Jordan Green talks Disaster Relief in Oklahoma
Congress has passed $19.1 billion in disaster aid for American and Puerto Rican farmers that need help recovering from flooding. But we Oklahomans aren't going to see a dime of it.
On Monday, June 3, the United States House of Representatives passed House Resolution 2157, entitled the “Additional Supplemental Appropriations for Disaster Relief Act of 2019.” In passing the resolution, the House also included changes made to the legislation by the Senate.
The bill's main goal is to help farmers and ranchers get back on their feet following flooding. According to data from the House, the resolution allocated $3 billion for crop and livestock losses, $558 million for the rehabilitation of farmland, $480 million for the restoration of forests, $150 million to be used to restore facilities in rural communities, and $435 million that will be used to improve watersheds and enact other flood-prevention measures. A total of $600 million in nutrition assistance will be given to Puerto Rico, and $304 million in Community Development Block Grants will also be given to that territory.
But according to Patrick Bond, communications director for Congressman Frank Lucas (R-Oklahoma), the bill passed by the House does not address damage caused by widespread flooding that left parts of Oklahoma submerged in May and June.
“I did want to clarify that while the disaster relief bill ... does address last year’s and this year’s flooding in the Midwest and Southeast United States, the flooding in Oklahoma happened too recently, and both state and federal officials are still evaluating exactly what type of assistance is needed,” Bond said in a statement. “The bill will not provide any aid for recent flooding in Oklahoma.”
That's not pleasant news for Oklahoma farmers and ranchers, but that doesn't mean they've been forgotten. The Federal Emergency Management Agency is currently working with other federal agencies to determine what type of assistance is needed in Oklahoma. Now, that could take a while, and it might not give affected producers everything they need, but it doesn't mean they'll get nothing. Even without the House resolution on their side, famers can still tap into different funding outlets to help make up for damaged crops and lost livestock.
The United States Department of Agriculture, in cooperation with the Farm Service Agency, makes emergency loans available to producers who need help recovering from a flood. A full list of loan options and other USDA resources can be found by visiting https://www.fsa.usda.gov/programs-and-services/disaster-assistance-program/. Also, livestock owners and contract growers who had higher-than-normal livestock deaths due to weather-related events may qualify for assistance through the FSA. Visit https://www.fsa.usda.gov/programs-and-services/disaster-assistance-program/livestock-indemnity/index for more information.

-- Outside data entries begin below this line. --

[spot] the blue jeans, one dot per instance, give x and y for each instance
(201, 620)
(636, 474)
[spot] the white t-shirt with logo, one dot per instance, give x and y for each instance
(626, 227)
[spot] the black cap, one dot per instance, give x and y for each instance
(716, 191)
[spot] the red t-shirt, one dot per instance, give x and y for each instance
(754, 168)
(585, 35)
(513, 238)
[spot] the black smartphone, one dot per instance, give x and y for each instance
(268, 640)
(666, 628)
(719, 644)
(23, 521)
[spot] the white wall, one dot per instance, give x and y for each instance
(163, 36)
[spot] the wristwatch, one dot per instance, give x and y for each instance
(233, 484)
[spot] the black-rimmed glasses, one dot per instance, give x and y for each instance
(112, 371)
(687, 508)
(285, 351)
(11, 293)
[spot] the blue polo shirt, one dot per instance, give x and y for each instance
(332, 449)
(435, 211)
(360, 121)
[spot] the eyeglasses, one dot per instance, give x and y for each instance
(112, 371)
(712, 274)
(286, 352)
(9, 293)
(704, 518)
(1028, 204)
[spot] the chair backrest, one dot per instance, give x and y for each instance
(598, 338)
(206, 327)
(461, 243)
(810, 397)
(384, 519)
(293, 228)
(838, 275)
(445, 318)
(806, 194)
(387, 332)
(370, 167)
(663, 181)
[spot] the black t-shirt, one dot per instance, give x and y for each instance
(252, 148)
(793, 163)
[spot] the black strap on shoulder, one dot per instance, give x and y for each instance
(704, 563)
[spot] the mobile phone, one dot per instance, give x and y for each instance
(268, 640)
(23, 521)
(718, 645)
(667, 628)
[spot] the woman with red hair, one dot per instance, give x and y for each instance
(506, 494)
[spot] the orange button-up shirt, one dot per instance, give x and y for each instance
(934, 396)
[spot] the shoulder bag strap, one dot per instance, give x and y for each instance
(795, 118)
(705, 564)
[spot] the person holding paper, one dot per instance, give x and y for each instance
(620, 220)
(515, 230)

So, even though Oklahoma farmers and ranchers won't be getting assistance from House Resolution 2157, there is still some help available for them. But will they ever get their own multi-billion-dollar aid package?
If they want one, they need to call their senators and representatives.
Bond left me with this: “I can assure you though, Rep. Lucas and the entire Oklahoma delegation are working tirelessly and coordinating with federal officials from numerous agencies and departments to provide whatever aid the people of Oklahoma are in need of.”
That's a good promise. Let's hold our leaders to it and make sure they don't forget about the people who feed our country.
Here's some helpful information on how to contact our guys up in D.C.
Senator Jim Inhofe can be reached at (405) 208-8841; Senator James Lankford can be reached at (405) 231-4941; and Representative Frank Lucas can be reached at (405) 373-1958.
This week, take time for a phone call, and make your voice heard. That's the only way change can ever come. Let's try to get an aid package for our own farmers and ranchers.